I have never enjoyed a hole where trees dictated strategy more than the 12th at Prairie Dunes.  Lay back and leave room to play over them, or take them on and leave a short approach?  There is no right decision, but whatever choice is made, the player better execute.

 

HOLE #13 – Par 4 – 395 yards – Press Maxwell

Yet another angled fairway that forces the player to pick a distance and a line and make a confident swing.  Weak approaches are sent back by the false front on this elevated green.

 

HOLE #14 – Par 4 – 377 yards – Press Maxwell

An elevated tee reveals the green, but not the landing area for the drive, which is obscured by a large hump.  To further confound the player, the green is tiered, with the lower tier hidden in back.

 

HOLE #15 – Par 3 – 200 yards – Press Maxwell

The gap between the trees is bigger than it appears on this uphill par-3, but try telling that to your mind as you stand on the tee with a long iron in your hand and the wind blowing.

 

HOLE #16 – Par 4 – 408 yards – Press Maxwell

The sixteenth plays uphill to a green guarded by bunkers front left and right, and a steep-sloped runoff back right.  The final Press hole begins the tough closing stretch.

 

HOLE #17 – Par 5 – 500 – Perry Maxwell

This par-5 plays uphill over a rolling fairway to a green perched on a high point on the property.  It is simple, with just one bunker, but is plenty demanding with a green that propels weak approaches down a steep bank right.  My favorite hole on the course.

 

HOLE #18 – Par 4 – 382 yards – Perry Maxwell

The home hole is the perfect culmination of the Prairie Dunes experience – an angled tee shot, playing downhill to a heaving fairway and then back up to one final genius green fronted my a mound left and surrounded by rugged bunkers.  The player is left wanting for nothing, except for a return trip right back over to the first tee.

 

 

 

Copyright 2016 – Jason Way, GeekedOnGolf

11 thoughts on “ONE FOR THE AGES – PRAIRIE DUNES

  1. Great write up. I played 63 holes here last August, one of the few on the Top 100 quest I have gotten to play multiple times. It is so good and so fun. I agree on a lot of the holes. My favorites are probably 5, 8, 10, 14, and 17. Such a fun experience and I agree one of the best sets of greens I have ever putted.

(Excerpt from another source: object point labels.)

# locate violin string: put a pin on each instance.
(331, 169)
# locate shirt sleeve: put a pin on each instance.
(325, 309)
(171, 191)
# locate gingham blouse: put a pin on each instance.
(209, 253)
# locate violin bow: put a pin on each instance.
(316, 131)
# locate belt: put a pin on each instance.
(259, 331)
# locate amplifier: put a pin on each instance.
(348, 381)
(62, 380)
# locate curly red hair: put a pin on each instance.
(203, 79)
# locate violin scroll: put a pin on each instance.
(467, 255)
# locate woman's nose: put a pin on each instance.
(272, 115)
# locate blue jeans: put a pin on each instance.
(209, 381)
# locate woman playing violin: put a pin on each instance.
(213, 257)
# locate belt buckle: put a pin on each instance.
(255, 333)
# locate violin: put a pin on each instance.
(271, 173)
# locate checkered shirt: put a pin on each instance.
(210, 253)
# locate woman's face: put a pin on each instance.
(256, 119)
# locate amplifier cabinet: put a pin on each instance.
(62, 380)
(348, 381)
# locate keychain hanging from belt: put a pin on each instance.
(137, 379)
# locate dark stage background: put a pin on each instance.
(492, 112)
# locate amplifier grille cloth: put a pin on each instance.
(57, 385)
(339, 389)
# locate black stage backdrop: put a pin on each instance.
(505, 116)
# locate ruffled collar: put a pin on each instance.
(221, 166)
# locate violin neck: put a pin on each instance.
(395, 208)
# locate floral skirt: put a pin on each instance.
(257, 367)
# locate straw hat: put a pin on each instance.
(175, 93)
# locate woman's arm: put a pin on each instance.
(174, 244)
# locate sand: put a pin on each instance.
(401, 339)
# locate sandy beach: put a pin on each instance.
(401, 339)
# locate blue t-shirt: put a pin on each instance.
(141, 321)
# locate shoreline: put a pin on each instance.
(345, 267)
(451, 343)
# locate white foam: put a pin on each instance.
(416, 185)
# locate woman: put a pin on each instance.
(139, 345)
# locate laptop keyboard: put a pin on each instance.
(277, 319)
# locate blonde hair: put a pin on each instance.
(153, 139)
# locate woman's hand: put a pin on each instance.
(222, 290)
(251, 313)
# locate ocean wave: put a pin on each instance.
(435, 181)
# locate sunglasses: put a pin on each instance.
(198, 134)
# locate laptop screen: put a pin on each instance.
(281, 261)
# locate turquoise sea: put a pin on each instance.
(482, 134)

  2. What is the point of the trees on #15? They seem horribly out of place, no matter how wide a gap there is. They also seem to eliminate the right side of the tee from use.

    1. I’m not qualified to speak to the point of the trees, but my experience of them is that they create visual distraction. The entire tee is usable, and the trees are not in play for any reasonably good shot, but they certainly intimidate. They are also a dash of quirk, which I dig.